To test the role of the autonomic nervous system in the increase in blood pressure due to circadian misalignment, we determined the effect of circadian misalignment on urinary epinephrine and norepinephrine excretion rates as markers of sympathetic activity and on heart rate variability as estimates of parasympathetic cardiac modulation. Overall, circadian misalignment decreased epinephrine excretion rate and markers of parasympathetic tone but had no effect on norepinephrine excretion rate. The decrease in parasympathetic measures could help explain why circadian misalignment increased blood pressure although we found no within-participant correlation between wake-period blood pressure and the cardiac vagal markers. Of note, circadian misalignment increased epinephrine excretion rate measured across the sleep opportunities in which blood pressure was assessed, which was positively correlated with sleep-opportunity SBP. Moreover, mediation analysis indicated that the circadian misalignment-mediated increase in sleep-opportunity SBP is partially explained by circadian misalignment increasing sleep-opportunity epinephrine excretion rate.

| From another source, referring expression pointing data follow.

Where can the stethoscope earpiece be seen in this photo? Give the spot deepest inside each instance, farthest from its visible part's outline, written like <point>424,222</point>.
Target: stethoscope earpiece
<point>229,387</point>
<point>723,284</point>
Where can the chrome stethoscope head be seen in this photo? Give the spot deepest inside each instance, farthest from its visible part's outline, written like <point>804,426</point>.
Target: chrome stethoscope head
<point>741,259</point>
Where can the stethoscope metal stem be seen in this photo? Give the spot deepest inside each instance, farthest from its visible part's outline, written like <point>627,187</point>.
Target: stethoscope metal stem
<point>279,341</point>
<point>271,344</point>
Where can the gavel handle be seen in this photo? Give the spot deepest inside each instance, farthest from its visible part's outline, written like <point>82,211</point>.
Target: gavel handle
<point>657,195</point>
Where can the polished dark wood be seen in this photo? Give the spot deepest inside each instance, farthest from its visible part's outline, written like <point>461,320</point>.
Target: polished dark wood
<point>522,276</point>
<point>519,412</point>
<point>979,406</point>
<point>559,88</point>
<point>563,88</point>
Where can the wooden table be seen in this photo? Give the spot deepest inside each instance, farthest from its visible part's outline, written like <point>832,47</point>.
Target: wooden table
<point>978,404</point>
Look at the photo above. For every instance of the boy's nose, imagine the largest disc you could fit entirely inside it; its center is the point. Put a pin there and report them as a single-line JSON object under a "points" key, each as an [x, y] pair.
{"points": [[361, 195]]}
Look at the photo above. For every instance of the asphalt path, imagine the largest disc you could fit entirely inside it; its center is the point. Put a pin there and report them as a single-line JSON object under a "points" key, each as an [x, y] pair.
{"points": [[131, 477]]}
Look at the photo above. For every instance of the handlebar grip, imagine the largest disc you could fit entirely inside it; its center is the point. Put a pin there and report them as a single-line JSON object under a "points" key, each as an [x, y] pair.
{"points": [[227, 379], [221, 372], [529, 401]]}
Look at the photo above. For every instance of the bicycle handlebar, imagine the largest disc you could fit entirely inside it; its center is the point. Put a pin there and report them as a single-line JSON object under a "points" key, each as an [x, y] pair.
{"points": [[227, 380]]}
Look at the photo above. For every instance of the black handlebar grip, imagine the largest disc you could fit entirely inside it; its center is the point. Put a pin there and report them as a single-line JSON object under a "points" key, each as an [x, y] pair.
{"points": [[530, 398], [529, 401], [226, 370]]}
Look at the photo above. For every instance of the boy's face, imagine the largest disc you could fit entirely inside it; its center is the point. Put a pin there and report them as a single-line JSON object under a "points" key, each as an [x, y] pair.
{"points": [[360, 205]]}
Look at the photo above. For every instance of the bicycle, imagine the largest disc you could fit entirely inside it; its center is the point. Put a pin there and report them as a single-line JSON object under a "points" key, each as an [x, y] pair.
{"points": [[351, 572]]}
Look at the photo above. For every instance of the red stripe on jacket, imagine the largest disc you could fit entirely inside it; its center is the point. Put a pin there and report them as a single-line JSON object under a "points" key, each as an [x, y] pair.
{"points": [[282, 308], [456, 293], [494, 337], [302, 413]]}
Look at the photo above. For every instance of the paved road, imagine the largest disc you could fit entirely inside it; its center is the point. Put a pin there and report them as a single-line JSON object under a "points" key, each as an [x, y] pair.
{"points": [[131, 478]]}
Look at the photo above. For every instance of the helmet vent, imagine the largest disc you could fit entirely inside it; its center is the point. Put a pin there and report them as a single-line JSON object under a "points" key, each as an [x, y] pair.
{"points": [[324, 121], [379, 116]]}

In humans, melatonin and cortisol administration decrease and increase blood pressure, respectively (5052). Melatonin and cortisol data from the current study have been previously reported (35). We found that circadian misalignment decreased mean 24-h melatonin levels but had no effect on mean 24-h cortisol levels. Thus, the decrease in 24-h melatonin levels during circadian misalignment may have contributed to the increased blood pressure.

The endogenous circadian system causes blood pressure to gradually rise from the biological morning to the evening and fall across the biological night (53, 54). This circadian rhythm may contribute to the fall in blood pressure observed during normally timed sleep (at night). However, during our circadian misalignment protocol, participants attempted to sleep across the biological morning, afternoon, and evening, when the circadian system is promoting an increase in blood pressure. This misalignment between the circadian rhythm in blood pressure and timing of the sleep opportunity may help explain the increased sleep-opportunity blood pressure during circadian misalignment.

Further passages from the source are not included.